Alberto Giacometti, 'Portrait Of Annette', Oil On Canvas, 1964

Alongside him, Armie Hammer depicts the growing exasperation of the initially urbane Lord with aplomb, whilst Tony Shaloub proves eminently convincing as the disengaged, but palpably benign Diego.  Clemence Poesy’s depiction of Giacometti’s paid-for mistress, Caroline, has a certain built-in caricature quality, but is enjoyable nonetheless.  Sylvie Testud, on the other hand, feels immensely relatable as his wife, Annette.  She’s a woman carelessly spurned, and yet heroically aware of her enduring importance as the mainstay of Giacometti’s domestic (and, as we discover - emotional) wellbeing.  It’s a tough role to play with dignity over victimhood – in drama, as in life.

Alberto Giacometti, 'Caroline', Oil On Canvas, 1965

Actually, for me, there’s a sixth member of the cast – namely, the recreation of post-war bohemian Paris.  The surrounding streets and cafés of Montparnasse reek of seductive bohemia, but shun excessive romanticism - preferring a more convincingly gritty squalor  [7.].  The Studio and adjacent courtyard, at Rue Hyppolite Maindron, appear to have been very faithfully reconstructed from various familiar documentary photos.  And while we’re at it - whomever did Mr. Rush’s costume, hair and make-up would definitely get my vote for Oscars.

Henri Cartier-Bresson, 'Portrait Of Alberto Giacometti', 1961

I’m sure many keen moviegoers will have succumbed to the perennial temptation to adopt the demeanor of a favourite character, on emerging into the ‘real world’.  So it may just be that I exited Phoenix with a slight Existentialist’s trudge, or possibly surveyed the car park with a particular weary gaze.  However, the fact is I no longer really identify with all that stuff.  My own creative re-awakening actually came when I consciously gave up fetishising ‘the struggle’, accepting that it’s okay to actually finish things - and even to take pleasure in the process, and in one’s achievement.  If something’s not good enough, these days – that’s just a reason to look forward to making something else.  Certainly, my own work no longer aspires to looking or proceeding anything like Giacometti’s (like that was ever possible!) - and I’m happy to just try to make the kind of art I probably should have been making all along (for better or worse).

Geoffrey Rush As Giacometti In, Stanley Tucci (Dir.),  'Final Portrait' 2017

My  love for Giacometti's oeuvre, and my fascination with the various accounts of his life and times, remain undiminished though.  I no longer want to live and work that way - but I'm glad he did.

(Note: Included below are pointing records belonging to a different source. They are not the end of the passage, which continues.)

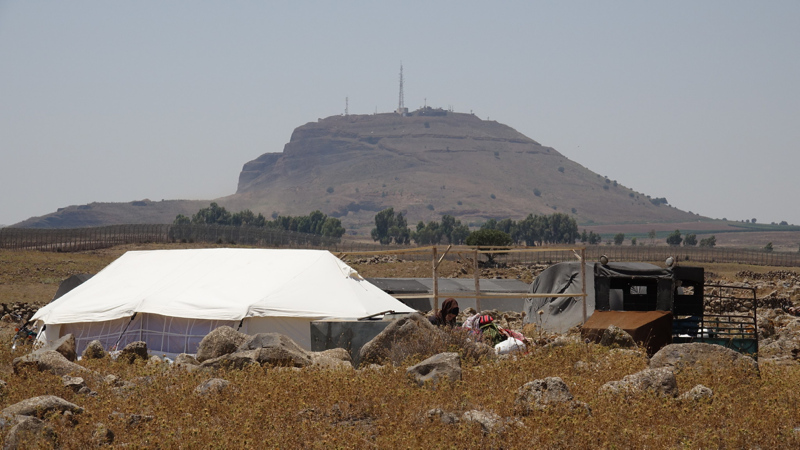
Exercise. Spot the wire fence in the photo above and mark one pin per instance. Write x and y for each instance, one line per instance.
(80, 239)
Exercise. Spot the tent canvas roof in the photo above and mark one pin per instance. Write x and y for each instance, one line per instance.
(222, 284)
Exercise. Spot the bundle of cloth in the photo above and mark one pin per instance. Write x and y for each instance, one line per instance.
(503, 340)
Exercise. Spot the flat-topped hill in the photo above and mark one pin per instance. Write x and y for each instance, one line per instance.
(430, 163)
(425, 164)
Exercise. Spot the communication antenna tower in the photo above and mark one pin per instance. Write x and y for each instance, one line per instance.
(401, 104)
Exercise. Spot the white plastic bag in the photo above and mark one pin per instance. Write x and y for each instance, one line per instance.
(510, 345)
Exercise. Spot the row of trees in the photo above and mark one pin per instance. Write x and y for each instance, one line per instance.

Alberto Giacometti, 'Small Man On Plinth', Cast Bronze, c. 1939-45

[1.]:  Giacometti painted a lot for someone primarily thought of as a sculptor.   They must be some of the least 'painterly' canvases ever made however.  Anyway, it's my view that (in terms of his his mature work, at least), pretty much everything he did was actually drawing - regardless of the medium. 

[2.]:  Stanley Tucci (Dir.), 'Final Portrait', UK, Olive Productions, Potboiler Productions, Riverstone Pictures, 2017

[3.]:  'Giacometti', Tate Modern, London, Until 10. 09.17.  (There's still just time, if you're quick).

[4.]:  Famously, Giacometti linked this piece to a memory of viewing four prostitutes in a brothel.  It was an experience, he claimed - in which sexual desire was combined with a sense of the seemingly uncrossable distance in the room, between himself and the women.  Giacometti's psycho-sexual hinterland - and indeed, his sexual politics - were more than somewhat 'complex'.  His four figurines are both remote, and quite literally - on a pedestal.

[5.]:  'Vincente Minelli (With George Cukor) (Dir.), 'Lust For Life', U.S., John Houseman/MGM, 1956).  Kirk Douglas does his best raving madman impression, in Hollywood's depiction of the life of Vincent Van Gogh.

[6.]:  Carol Reed (Dir.), 'The Agony And The Ecstasy', U.S., Carol Reed/C20 Fox, 1965.  A physically implausible Charlton Heston, as Michelangelo, tries to complete the Sistine Chapel ceiling, as Rex Harrison's Pope Julius II looks on in exasperation.

[7.]:  It turns out the best way to recapture the flavour of post-war Montparnasse, is to shoot your film in Stoke Newington.  Who knew?